Я покраснела. Не сдержалась.
— Кому? — спросила я застенчивее, чем собиралась.
— Ты знаешь кому. Луди.
Я вскинула бровь.
— Это его имя?
— Людвиг — кошмарное имя, — сказала она, жуя. — Так что Луди. Ты ему нравишься. Я видела, как он ловил твои взгляды.
Я отмахнулась, не желая надеяться. Я заметила, как он смотрел на меня вечером, и было не по себе, что она тоже заметила.
— Уверена, я просто кого-то ему напоминаю.
— Да. Красивую девушку. Остерегайся его.
Я встревожилась.
— Почему?
Она подмигнула.
— Можешь влюбиться, Пиппа.
Так и было. Я думала, что влюбилась в него, как только он пожал мне руку. Я все еще ощущаю это. Некоторая любовь не умирает, даже если умерла ты сама.
Я не была уверена в чувствах Луди. Наш первый раз вместе был полон нервов и моего смущения.
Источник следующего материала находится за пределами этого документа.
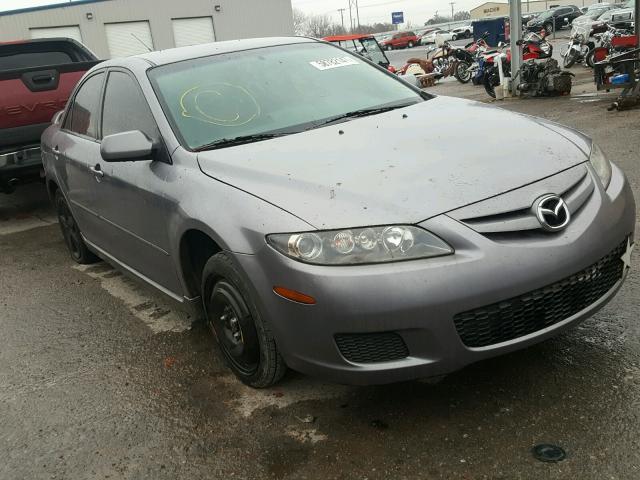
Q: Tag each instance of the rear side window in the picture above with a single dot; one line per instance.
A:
(33, 59)
(83, 117)
(125, 108)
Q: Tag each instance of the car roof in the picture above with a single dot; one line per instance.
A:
(172, 55)
(345, 38)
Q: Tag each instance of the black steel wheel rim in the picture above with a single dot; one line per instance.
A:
(233, 325)
(70, 230)
(463, 72)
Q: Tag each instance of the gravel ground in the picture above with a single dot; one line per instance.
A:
(100, 377)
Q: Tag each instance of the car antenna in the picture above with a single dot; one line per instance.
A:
(143, 44)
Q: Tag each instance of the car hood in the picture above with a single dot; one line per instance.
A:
(385, 169)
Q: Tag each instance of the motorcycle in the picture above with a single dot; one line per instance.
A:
(579, 47)
(468, 59)
(536, 78)
(613, 41)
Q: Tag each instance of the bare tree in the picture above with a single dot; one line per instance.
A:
(299, 22)
(462, 16)
(319, 26)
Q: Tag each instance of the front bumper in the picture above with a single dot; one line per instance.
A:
(418, 300)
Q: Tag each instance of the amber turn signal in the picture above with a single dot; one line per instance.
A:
(294, 296)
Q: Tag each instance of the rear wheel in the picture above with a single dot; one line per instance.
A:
(71, 232)
(462, 73)
(590, 58)
(569, 58)
(244, 339)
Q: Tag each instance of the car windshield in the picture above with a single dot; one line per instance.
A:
(596, 12)
(275, 90)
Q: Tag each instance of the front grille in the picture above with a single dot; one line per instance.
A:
(540, 308)
(371, 347)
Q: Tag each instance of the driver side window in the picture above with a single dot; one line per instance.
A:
(83, 113)
(125, 108)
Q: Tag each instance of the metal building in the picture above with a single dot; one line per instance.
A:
(115, 28)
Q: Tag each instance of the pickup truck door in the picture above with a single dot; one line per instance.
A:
(75, 148)
(129, 197)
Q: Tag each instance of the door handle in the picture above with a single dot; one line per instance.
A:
(97, 171)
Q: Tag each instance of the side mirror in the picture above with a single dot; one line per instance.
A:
(126, 147)
(57, 117)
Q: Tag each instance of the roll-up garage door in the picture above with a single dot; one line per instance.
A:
(128, 38)
(193, 31)
(72, 31)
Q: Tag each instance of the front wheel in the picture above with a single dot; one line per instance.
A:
(462, 72)
(245, 340)
(569, 58)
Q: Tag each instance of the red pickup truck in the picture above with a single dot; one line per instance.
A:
(36, 79)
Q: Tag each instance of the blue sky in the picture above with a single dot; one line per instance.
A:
(416, 11)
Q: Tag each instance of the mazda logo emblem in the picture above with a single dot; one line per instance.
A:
(552, 212)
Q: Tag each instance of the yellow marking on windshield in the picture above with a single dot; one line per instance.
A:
(194, 105)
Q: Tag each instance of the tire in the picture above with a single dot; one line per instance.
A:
(491, 81)
(244, 339)
(462, 73)
(71, 233)
(589, 59)
(569, 59)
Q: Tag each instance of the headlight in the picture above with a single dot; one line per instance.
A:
(601, 165)
(360, 245)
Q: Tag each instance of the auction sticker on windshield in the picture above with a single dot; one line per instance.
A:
(335, 62)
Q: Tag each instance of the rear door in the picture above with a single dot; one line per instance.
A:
(76, 148)
(129, 199)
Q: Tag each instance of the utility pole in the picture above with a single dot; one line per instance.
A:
(354, 4)
(341, 10)
(452, 4)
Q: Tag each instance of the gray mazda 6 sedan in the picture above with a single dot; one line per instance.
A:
(331, 218)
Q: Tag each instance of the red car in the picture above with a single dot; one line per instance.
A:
(36, 78)
(401, 40)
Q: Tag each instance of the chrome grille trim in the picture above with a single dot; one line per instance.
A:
(574, 185)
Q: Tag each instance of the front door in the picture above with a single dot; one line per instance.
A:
(75, 148)
(129, 196)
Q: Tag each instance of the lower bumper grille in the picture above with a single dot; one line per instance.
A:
(540, 308)
(371, 347)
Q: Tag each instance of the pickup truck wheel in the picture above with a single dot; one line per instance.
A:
(244, 339)
(71, 232)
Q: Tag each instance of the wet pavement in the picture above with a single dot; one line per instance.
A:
(101, 377)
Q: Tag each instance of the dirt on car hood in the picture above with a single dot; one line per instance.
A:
(402, 166)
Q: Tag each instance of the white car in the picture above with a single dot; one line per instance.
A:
(431, 36)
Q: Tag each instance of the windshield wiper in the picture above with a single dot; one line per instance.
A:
(365, 112)
(230, 142)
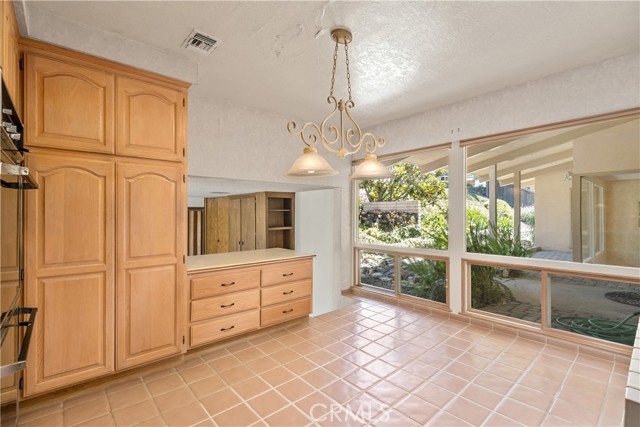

Это произошло после репетиции «Гамлета», актеры должны были репетировать в костюмах, так что я одевала их и делала легкий грим.
Я переживала, когда стучала в гримерку Луди. У них с Энн были свои, а остальные делили комнаты для мужчин и для женщин. Я бы предпочла гримировать его при людях, было страшно от мысли побыть с ним наедине, но выхода не было.
— Входите, — сказал он. Его голос был низким, его легко было слышно из-за двери. На табличке все еще значился Фредерик. Удивительно, что он не забрал табличку с собой, променяв нас на престижный театр.